Name12 2obs of 2variables
I want to simplify my code since so I made a for loop to print each dataset name
for(j in 1:12){
name<-paste("Name",j,sep="")
print(name)
}
after that I tried passing it to the function
for(j in 1:12){
name<-paste("Name",j,sep="")
Greetings(name)
}
but i encounter
Error in name$gender : $ operator is invalid for atomic vectors
Greetings <- function(name){
check<-name$gender
if(check==male) cat("Greetings","Mr",name$person)
else cat("Greetings","Ms",name$person)
}
Upvotes: 1
Views: 1388
Reputation: 24
You do not have a problem with the String, it's totally fine. Rather you need a database for checking the gender. You cannot just call $gender
on a string, hoping it will tell you if it's male or female. You will need a data.frame or a table where you can look up if the name is female or male.
Additionally, also name$person
won't work, as name
is only a String. Do not mix strings and data.frame/table.
If you already have a data.frame/table where the gender is deposited, you have to extract this value from the data.frame/table with dataFrame[name=name,]$gender
respectively dataFrame[name=name,]$person
where the first name
is the column caption and the second name
your variable, containing the name you want to examine as String.
EDIT: You need to use eval(as.name(name))

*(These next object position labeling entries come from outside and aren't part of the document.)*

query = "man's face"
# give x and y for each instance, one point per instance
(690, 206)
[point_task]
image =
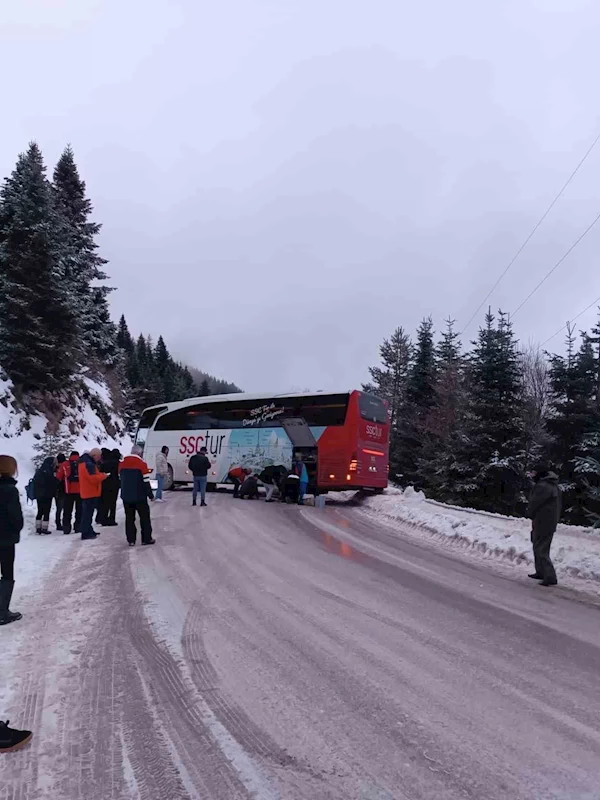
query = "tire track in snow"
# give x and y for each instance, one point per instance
(240, 726)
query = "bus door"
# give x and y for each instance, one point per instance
(303, 441)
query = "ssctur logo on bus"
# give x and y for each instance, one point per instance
(375, 431)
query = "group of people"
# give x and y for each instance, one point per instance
(290, 484)
(79, 486)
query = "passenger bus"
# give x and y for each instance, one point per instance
(343, 436)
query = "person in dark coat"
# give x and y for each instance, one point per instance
(45, 485)
(135, 493)
(544, 512)
(273, 477)
(100, 510)
(11, 523)
(59, 498)
(110, 488)
(199, 465)
(290, 488)
(249, 488)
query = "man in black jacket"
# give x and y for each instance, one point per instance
(11, 522)
(199, 466)
(135, 493)
(110, 488)
(544, 512)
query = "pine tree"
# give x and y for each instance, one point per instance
(574, 420)
(124, 339)
(167, 372)
(37, 303)
(420, 399)
(488, 471)
(84, 267)
(390, 382)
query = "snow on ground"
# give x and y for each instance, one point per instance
(20, 433)
(575, 551)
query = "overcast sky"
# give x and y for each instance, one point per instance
(283, 182)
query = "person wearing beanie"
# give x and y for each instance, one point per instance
(11, 523)
(544, 512)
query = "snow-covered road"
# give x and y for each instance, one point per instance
(281, 653)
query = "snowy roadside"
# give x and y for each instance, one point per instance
(575, 552)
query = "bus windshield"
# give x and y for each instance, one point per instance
(146, 421)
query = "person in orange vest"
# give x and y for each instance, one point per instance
(90, 489)
(237, 475)
(68, 475)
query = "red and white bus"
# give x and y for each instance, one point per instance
(349, 434)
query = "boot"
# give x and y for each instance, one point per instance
(11, 739)
(6, 616)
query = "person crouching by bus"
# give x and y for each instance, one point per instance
(199, 466)
(249, 488)
(135, 493)
(11, 523)
(68, 475)
(90, 489)
(237, 475)
(290, 488)
(272, 477)
(162, 472)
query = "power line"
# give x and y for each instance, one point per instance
(558, 263)
(528, 239)
(587, 308)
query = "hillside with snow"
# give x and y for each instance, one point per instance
(78, 418)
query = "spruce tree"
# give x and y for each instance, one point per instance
(124, 338)
(37, 303)
(167, 372)
(488, 469)
(389, 382)
(420, 399)
(443, 421)
(84, 266)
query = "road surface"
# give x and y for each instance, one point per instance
(281, 653)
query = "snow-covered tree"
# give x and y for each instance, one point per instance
(389, 382)
(488, 471)
(443, 421)
(84, 266)
(574, 420)
(38, 311)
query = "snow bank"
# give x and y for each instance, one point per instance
(575, 551)
(84, 424)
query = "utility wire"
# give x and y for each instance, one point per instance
(587, 308)
(558, 263)
(531, 235)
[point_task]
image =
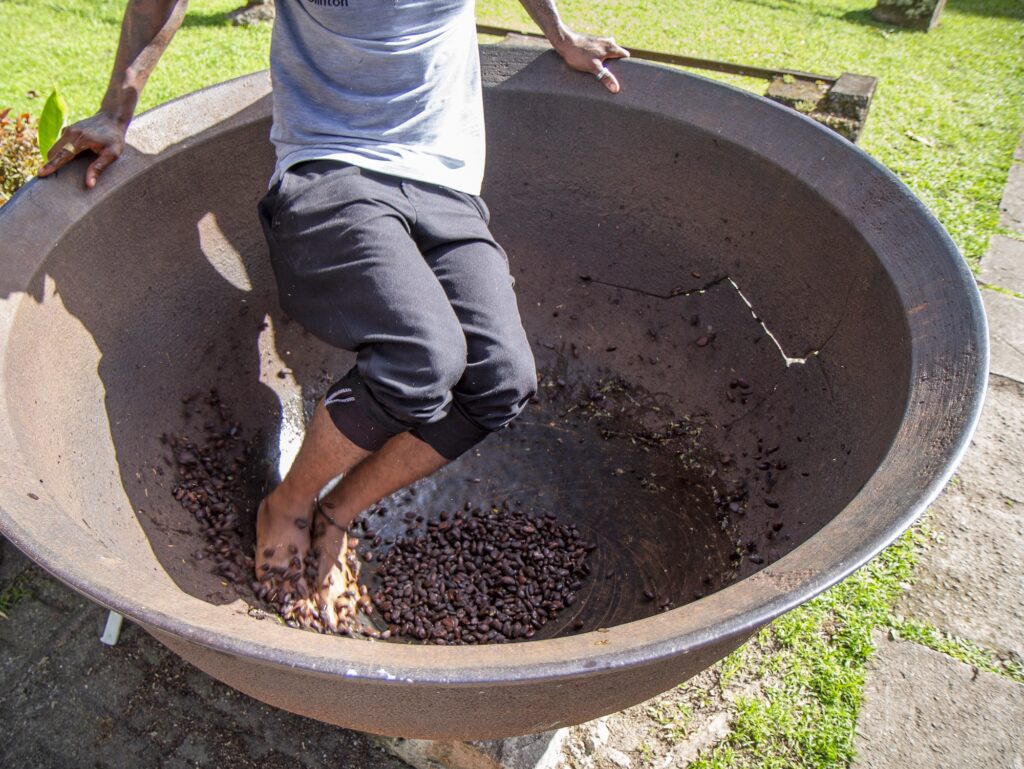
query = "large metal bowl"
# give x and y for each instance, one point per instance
(636, 224)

to reference the variable, if name
is a String containing the name of the variable.
Upvotes: 1
Reputation: 26258
Inside your Greetings
function, name
is a string, not a data.frame. Put a print(name)
inside your Greetings function to see this.
Greetings <- function(name){
print(name)
# check<-name$gender
# if(check==male) cat("Greetings","Mr",name$person)
# else cat("Greetings","Ms",name$person)
}
Greetings(name)
# [1] "Name1"
See that this is just a string, not your data.frame
To use the string name
to refer to your data.frame, you need to use get()
to refer to your R object.
Consider this example data:
Name1 <- data.frame(gender= c("male"),
person= c("a"), stringsAsFactors = FALSE)
## Create a string representing the data.frame as per your original code
## (can be done in a loop)
name <- paste("Name", "1", sep="")
In the Greetings
function, you can refer to the data.frame with get(name)
. (you also need quotes around male
), something like
Greetings <- function(name){
check <- get(name)
## note this will only work as expected with a data.frame
## with one row.
if(check$gender=="male") cat("Greetings","Mr", check$person)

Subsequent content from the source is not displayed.